Judge Lamberth said that Chanlsey's statement were "remarkable," but that he would not depart from the sentencing guidelines.

"What you did was horrific as you now concede, and obstructing the functioning of government is they type of conduct that is so serious that I cannot justify a downward departure," however, he decided to sentence Chansley to the minimum of 41 months.

Even as the federal government grinds through dozens of cases linked to the Jan. 6 insurrection, a select congressional committee is pursuing members of the Trump administration, as well as documents that may show how administration officials encouraged, or even aided the attack on Congress. In response, a lawyer for Trump filed suit, arguing that a request for documents from the National Archives was "a vexatious, illegal fishing expedition."

However, the committee has moved forward, citing former presidential aid Stephen Bannon on two counts of contempt of Congress, leading to his criminal indictment last week. Chansley is one of half-dozen Arizonans who were arrested for the Jan. 6 attacks. The remaining defendants are still waiting for trial.
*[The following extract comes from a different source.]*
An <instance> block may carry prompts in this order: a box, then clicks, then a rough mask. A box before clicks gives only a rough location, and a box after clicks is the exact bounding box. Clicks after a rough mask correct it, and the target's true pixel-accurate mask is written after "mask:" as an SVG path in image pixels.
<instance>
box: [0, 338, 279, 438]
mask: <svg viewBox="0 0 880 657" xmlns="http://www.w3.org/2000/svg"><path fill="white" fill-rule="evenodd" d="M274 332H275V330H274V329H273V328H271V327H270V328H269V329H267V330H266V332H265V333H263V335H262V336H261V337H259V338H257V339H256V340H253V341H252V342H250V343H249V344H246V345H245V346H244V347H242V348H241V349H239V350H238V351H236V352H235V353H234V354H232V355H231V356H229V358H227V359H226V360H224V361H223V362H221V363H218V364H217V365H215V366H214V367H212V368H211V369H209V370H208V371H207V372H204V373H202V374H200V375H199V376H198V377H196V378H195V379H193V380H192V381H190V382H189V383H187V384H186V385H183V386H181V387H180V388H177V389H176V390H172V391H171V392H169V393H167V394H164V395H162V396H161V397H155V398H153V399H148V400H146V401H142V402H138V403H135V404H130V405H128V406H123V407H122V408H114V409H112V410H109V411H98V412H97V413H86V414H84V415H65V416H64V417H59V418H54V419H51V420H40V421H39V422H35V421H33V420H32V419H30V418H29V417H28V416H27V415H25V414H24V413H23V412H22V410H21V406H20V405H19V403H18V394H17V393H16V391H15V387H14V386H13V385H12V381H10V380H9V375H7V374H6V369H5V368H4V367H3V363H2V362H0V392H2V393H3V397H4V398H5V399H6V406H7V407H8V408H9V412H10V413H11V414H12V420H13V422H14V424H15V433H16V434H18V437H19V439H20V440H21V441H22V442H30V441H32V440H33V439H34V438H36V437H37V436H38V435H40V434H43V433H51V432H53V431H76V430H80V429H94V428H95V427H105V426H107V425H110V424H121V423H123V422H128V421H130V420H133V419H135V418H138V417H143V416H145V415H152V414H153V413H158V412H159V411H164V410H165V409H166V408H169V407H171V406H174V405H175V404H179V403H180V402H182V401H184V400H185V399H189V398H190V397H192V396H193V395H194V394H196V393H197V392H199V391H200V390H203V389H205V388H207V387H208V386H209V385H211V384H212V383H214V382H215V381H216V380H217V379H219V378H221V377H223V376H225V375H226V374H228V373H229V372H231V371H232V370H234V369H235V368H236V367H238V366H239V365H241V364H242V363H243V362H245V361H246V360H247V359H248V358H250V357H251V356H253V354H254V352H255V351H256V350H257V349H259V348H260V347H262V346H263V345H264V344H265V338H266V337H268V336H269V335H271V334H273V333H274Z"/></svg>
This includes Felicia Konold and her brother Cory Konold, from the Tucson area. Both face multiple federal charges for their role in the insurrection, including conspiracy, obstruction of an official proceeding, obstruction of law enforcement, and carrying a deadly weapon. Federal officials have linked the Konold siblings to the Kansas City chapter of the Proud Boys, a white nationalist organization known for anti-Muslim and misogynistic rhetoric. Created in 2016, the Proud Boys have become inextricably linked to Trump, and worked with other hate groups at the 2017 "Unite the Right" rally in Charlottesville, Virginia.

Just days before the failed insurrection, the Proud Boys attacked a Black church in Washington, D.C.